Write a tag pattern to match noun phrases containing plural head nouns, e.g. "many/JJ researchers/NNS", "two/CD weeks/NNS", "both/DT new/JJ positions/NNS". Try to do this by generalizing the tag pattern that handled singular noun phrases.
In [14]:
import nltk
grammar = "PHN: {<[CDJT].*>+<NNS>}"
cp = nltk.RegexpParser(grammar)
Pick one of the three chunk types in the CoNLL corpus. Inspect the CoNLL corpus and try to observe any patterns in the POS tag sequences that make up this kind of chunk. Develop a simple chunker using the regular expression chunker nltk.RegexpParser. Discuss any tag sequences that are difficult to chunk reliably.
In [15]:
from nltk.corpus import conll2000
print conll2000.chunked_sents('train.txt', chunk_types=['NP'])[100]
In [16]:
test_sents = conll2000.chunked_sents('test.txt', chunk_types=['NP'])

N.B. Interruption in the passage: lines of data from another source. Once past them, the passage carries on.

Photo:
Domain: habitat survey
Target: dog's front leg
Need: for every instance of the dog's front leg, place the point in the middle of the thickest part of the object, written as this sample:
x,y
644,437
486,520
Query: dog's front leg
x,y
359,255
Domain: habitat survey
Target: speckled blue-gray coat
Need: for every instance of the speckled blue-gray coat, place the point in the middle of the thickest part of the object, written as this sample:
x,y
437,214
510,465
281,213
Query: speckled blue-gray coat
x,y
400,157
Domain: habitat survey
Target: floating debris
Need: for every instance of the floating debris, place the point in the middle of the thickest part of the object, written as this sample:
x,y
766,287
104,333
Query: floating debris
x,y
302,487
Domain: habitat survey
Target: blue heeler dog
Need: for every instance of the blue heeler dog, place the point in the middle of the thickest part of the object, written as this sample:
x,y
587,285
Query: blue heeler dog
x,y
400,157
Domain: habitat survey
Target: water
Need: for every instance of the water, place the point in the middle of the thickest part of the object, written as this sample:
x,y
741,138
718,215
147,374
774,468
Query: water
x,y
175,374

grammar = r"NP: {<[CDJNP].*>+}"
cp = nltk.RegexpParser(grammar)
print cp.evaluate(test_sents)
An early definition of chunk was the material that occurs between chinks. Develop a chunker that starts by putting the whole sentence in a single chunk, and then does the rest of its work solely by chinking. Determine which tags (or tag sequences) are most likely to make up chinks with the help of your own utility program. Compare the performance and simplicity of this approach relative to a chunker based entirely on chunk rules.
In [21]:
sentence = [("We","PRP"),("saw","VBD"),("the","DT"),("yellow","JJ"),("dog","NN")]

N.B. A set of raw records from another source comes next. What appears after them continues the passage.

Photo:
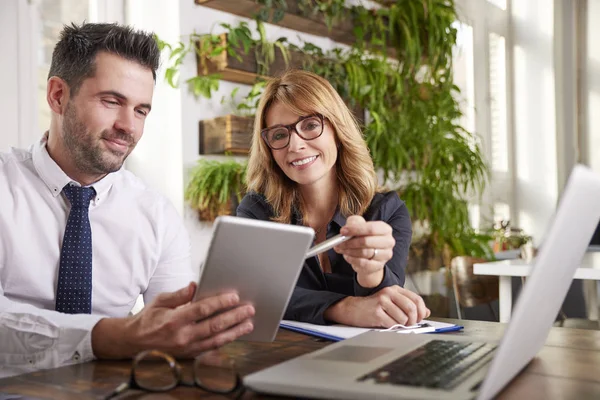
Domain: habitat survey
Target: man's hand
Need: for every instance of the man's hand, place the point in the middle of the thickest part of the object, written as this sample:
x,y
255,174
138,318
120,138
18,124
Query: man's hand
x,y
173,324
389,306
371,246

grammar = "CHINK: {<VBD>}"
cp = nltk.RegexpParser(grammar)
result = cp.parse(sentence)
print result
result.draw()
Write a tag pattern to cover noun phrases that contain gerunds, e.g. "the/DT receiving/VBG end/NN", "assistant/NN managing/VBG editor/NN". Add these patterns to the grammar, one per line. Test your work using some tagged sentences of your own devising.
In [24]:
grammar = "GRD: {<DT>|<NN><VBJ><NN>}"
cp = nltk.RegexpParser(grammar)
brown = nltk.corpus.brown
for sent in brown.tagged_sents():
result = cp.parse(sent)
print result
break #I dont want the entire brown corpous printed
Write one or more tag patterns to handle coordinated noun phrases, e.g. "July/NNP and/CC August/NNP", "all/DT your/PRP$ managers/NNS and/CC supervisors/NNS", "company/NN courts/NNS and/CC adjudicators/NNS".
In [29]:
sentence = [("July","NNP"),("and","CC"),("August","NNP")]
grammar = "CNP: {<NN[P|S]><CC><NN[P|S]>}"
cp = nltk.RegexpParser(grammar)
brown = nltk.corpus.brown
result = cp.parse(sentence)
print result
Carry out the following evaluation tasks for any of the chunkers you have developed earlier. (Note that most chunking corpora contain some internal inconsistencies, such that any reasonable rule-based approach will produce errors.) Evaluate your chunker on 100 sentences from a chunked corpus, and report the precision, recall and F-measure. Use the chunkscore.missed() and chunkscore.incorrect() methods to identify the errors made by your chunker. Discuss. Compare the performance of your chunker to the baseline chunker discussed in the evaluation section of this chapter.
In [36]:
from nltk.corpus import conll2000
from nltk.chunk import *
from nltk.chunk.util import *
grammar = r"NP: {<[CDJNP].*>+}"
cp = nltk.RegexpParser(grammar)
test_sents = conll2000.chunked_sents('test.txt', chunk_types=['NP'])
print cp.evaluate(test_sents)
In [31]:
#base line chunker
from nltk.corpus import conll2000
grammar = ""
cp = nltk.RegexpParser(grammar)
test_sents = conll2000.chunked_sents('test.txt', chunk_types=['NP'])
print cp.evaluate(test_sents)